Americans are at once supportive of health care reform yet broadly suspicious of its impact -- keeping the issue as much a political challenge as it was in the last attempt at wholesale change 16 years ago.
The chief obstacle to reform is that large majorities are satisfied with their current care and coverage; most, albeit fewer, also call their costs tolerable. Dissatisfaction with the system overall, and worry about future costs, are countered by broad concerns that change could worsen the quality, choice and coverage most Americans enjoy now.
The result: pushback works.
Sixty-two percent in this new ABC News/Washington Post poll, for example, support creating a government-funded entity to offer health insurance to those who don't get it elsewhere, a cornerstone of the plans now under discussion. But if that caused many private insurers to go out of business because they couldn't compete -- as critics charge -- support plummets to 37 percent.
- An overwhelming 70 percent oppose taxing benefits worth over $17,000 a year, a funding mechanism under discussion. (Raising income taxes on the wealthy, as usual, is far more popular.)
- Fifty-eight percent don't buy President Obama's pledge that reform can occur without forcing people to make undesired changes in their current coverage.

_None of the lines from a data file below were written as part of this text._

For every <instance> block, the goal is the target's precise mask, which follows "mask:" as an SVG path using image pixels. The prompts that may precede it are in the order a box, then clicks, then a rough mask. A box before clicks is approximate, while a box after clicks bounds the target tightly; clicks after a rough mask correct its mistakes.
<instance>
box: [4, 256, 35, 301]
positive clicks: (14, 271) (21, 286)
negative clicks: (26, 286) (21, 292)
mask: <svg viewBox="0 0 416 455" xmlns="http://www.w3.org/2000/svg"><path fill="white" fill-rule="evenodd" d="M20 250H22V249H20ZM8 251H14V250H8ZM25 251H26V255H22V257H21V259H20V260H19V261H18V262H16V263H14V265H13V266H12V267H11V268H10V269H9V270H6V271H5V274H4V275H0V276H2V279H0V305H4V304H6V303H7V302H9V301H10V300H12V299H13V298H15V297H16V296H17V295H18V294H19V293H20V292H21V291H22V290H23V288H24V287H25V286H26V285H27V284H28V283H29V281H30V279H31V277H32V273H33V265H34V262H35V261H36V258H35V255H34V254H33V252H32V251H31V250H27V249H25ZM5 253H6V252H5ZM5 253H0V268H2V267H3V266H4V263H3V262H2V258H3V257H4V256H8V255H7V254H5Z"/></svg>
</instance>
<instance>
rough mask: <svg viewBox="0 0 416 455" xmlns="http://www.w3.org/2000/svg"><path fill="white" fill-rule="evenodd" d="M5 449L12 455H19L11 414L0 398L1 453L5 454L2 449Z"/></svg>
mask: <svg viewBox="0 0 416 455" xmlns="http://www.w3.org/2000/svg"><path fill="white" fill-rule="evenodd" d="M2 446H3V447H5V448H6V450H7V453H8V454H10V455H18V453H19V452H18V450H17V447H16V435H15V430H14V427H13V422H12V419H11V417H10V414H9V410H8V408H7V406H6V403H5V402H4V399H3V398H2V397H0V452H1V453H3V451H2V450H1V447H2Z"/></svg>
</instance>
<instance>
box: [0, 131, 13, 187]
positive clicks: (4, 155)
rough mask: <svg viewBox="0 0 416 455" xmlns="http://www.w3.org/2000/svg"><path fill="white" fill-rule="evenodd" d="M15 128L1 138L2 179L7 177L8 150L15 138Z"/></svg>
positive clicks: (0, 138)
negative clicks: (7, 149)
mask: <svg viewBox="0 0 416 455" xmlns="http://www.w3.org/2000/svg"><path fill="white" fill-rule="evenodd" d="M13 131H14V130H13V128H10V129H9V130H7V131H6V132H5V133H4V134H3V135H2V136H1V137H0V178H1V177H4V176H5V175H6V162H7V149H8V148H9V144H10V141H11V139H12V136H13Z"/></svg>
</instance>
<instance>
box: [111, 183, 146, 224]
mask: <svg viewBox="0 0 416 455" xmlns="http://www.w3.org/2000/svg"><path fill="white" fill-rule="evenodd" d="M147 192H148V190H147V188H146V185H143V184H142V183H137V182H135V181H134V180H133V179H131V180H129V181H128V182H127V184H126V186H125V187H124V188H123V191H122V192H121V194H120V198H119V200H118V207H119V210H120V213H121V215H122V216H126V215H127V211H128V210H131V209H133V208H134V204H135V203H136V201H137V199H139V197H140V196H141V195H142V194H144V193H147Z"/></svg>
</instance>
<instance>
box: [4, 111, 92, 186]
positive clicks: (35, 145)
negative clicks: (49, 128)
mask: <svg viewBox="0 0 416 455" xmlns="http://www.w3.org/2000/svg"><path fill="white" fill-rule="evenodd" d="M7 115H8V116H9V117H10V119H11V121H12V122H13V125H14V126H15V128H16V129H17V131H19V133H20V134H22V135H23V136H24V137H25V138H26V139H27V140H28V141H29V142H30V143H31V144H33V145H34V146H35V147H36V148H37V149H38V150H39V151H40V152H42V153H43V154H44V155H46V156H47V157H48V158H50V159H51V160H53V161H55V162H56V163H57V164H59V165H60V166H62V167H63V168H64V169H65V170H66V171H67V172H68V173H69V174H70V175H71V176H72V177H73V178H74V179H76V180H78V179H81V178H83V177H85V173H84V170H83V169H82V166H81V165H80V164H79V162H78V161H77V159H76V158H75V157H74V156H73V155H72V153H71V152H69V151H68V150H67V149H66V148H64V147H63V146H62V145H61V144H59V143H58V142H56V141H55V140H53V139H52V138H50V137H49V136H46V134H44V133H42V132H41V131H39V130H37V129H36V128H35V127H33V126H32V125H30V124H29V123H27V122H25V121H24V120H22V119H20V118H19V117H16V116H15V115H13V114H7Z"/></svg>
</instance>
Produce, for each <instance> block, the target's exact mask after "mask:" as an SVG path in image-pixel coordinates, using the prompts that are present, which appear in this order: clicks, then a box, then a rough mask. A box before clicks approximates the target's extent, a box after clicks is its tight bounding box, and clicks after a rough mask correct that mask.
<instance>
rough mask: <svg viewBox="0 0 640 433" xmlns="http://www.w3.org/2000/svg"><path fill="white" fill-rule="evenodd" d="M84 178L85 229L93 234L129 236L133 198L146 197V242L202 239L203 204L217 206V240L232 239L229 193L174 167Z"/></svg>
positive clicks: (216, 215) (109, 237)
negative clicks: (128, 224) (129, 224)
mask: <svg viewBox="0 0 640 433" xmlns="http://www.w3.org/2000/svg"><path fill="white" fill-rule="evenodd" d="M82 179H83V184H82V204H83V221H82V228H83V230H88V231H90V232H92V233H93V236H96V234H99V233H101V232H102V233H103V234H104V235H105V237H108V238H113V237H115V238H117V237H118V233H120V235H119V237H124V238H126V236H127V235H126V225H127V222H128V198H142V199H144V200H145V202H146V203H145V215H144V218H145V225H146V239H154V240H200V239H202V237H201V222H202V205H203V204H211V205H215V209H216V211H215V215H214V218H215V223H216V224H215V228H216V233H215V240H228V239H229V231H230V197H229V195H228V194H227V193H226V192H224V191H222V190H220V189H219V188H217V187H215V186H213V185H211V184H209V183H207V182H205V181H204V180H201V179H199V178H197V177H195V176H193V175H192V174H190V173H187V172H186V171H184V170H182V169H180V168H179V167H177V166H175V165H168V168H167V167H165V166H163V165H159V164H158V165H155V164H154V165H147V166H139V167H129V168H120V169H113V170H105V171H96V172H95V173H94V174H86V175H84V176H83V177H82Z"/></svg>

- The public splits about evenly, 49-47 percent, on another basic element, requiring all Americans to have health insurance. That varies widely, though -- as high as 70 percent support, as low as 44 percent -- depending on the terms of such a requirement.
- About eight in 10 are concerned that reform may reduce their quality, coverage and choice of care, and increase their costs, government bureaucracy and the federal deficit, with anywhere from 51 to 62 percent "very" worried about each of these.
While such views aren't fatal to reform, they underscore its challenges: Critical mass for change generally occurs when Americans are unhappy with current conditions, not only worried about the future. And in this poll 83 percent are very or somewhat satisfied with the quality of their care, 81 percent of insured adults are satisfied with their coverage, and 55 percent of Americans (61 percent of the insured) rate their costs positively.
This poll supports the upcoming ABC News special on health care reform, "Questions for the President: Prescription for America," anchored from the White House by Diane Sawyer and Charles Gibson, airing at 10 p.m. Eastern on Wednesday, June 24.
CHANGE -- There is countervailing impetus for change. Far fewer Americans, 43 percent, are satisfied with "the overall health care system in this country," with a mere 10 percent "very" satisfied. A whopping 85 percent are concerned about their future costs, with 59 percent "very" concerned.
And there are specific measures of reform -- an employer mandate and required coverage of pre-existing conditions, for instance -- that earn broad support.
Perhaps most persuasively, the public by 58 percent to 39 percent says health care reform is "necessary to control costs and expand coverage" rather than believing it "will do more harm than good." But fewer feel "strongly" that it's necessary -- 34 percent.